The Fed and the Bank of England responded to the coronavirus fall-out with emergency rate cuts of 50 basis points. Now, all eyes are on the ECB.
‘Hopefully, these drastic interest rate cuts will prove to be an overreaction by policymakers. Unlike during the financial crisis, cheap money cannot solve this problem,’ says Jim Leaviss, CIO of M&G’s Public Fixed Income Team. Anyway, it’s unlikely the ECB will mimic their fellow central bankers’ policy response, because it’s policy rate is already deeply negative at -0.5%.
M&G expects the ECB will take a different course, by stepping up its quantitative easing programme. ‘Currently, net asset purchases amount to 20 billion euros per month. But this amount could easily be increased to EUR 80 billion, as was the case from April 2016 to March 2017, including a significant proportion of corporate bonds’, says Wolfgang Bauer, a fixed income fund manager at the UK asset manager.

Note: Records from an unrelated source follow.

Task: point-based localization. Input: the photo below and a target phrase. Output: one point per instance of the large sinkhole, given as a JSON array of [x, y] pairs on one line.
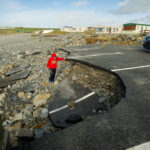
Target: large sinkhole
[[86, 90]]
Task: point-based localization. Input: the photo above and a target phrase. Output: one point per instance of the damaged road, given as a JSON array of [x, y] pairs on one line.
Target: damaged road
[[124, 126]]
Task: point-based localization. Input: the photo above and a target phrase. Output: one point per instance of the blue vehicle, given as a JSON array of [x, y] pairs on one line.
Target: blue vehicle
[[146, 43]]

Corporate bond investors would undoubtedly welcome such a move. But investors should still beware, warns Bauer. ‘If the corporate bond market calms as a result of the ECB’s intervention, a wave of new corporate issuance put on hold during the recent sell-out could hit the primary market, and the sheer volume of the new bond offering could prevent a narrowing of credit spreads.’

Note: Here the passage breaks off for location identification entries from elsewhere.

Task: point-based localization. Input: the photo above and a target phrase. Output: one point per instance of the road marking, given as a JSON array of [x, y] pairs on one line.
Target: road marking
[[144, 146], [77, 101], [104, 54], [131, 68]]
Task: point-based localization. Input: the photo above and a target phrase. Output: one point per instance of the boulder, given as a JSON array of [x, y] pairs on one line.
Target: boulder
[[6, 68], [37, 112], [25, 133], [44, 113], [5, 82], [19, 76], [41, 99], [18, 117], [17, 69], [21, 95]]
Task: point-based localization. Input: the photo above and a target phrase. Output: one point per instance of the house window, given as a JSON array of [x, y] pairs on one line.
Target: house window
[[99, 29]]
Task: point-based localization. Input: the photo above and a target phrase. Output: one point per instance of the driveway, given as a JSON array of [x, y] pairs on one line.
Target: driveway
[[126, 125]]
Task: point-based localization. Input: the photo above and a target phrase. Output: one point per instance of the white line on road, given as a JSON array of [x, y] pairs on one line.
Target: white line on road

Government bond overweight
Besides, corporate bonds are of course not immune to the turbulence in equity markets and fears about the economy. ‘I have had little exposure to corporate bonds for months because I believe the asset class is expensive, although fundamentally strong because defaults are extremely rare at the moment. When the market sold off last week, I bought some corporate bonds, but I am still extremely underweight,’ says Leaviss.
‘As the impact of the virus lead to increased volatility, the associated uncertainty will increase the demand for safe-haven assets,’ he believes. Leaviss therefore maintains a strong overweight to long- duration government bonds. ‘I currently have my longest maturity since the Great Financial Crisis because I aggressively added government bonds in January as valuations had become more attractive and economic growth had begun to stagnate.’
Is there any good light at the end of the tunnel? If we look far enough to the east, we can see dawn, Leaviss believes. ‘Chinese economic figures are sometimes viewed with suspicion, but we do have some access to some real-time measurements of activity there, such as data on pollution and traffic congestion. These suggest that the reported levelling off of virus cases there could be real, and that the economic slowdown could be shorter if the rest of the world can quickly isolate suspected virus cases. Hopefully that’s what’s going to happen.’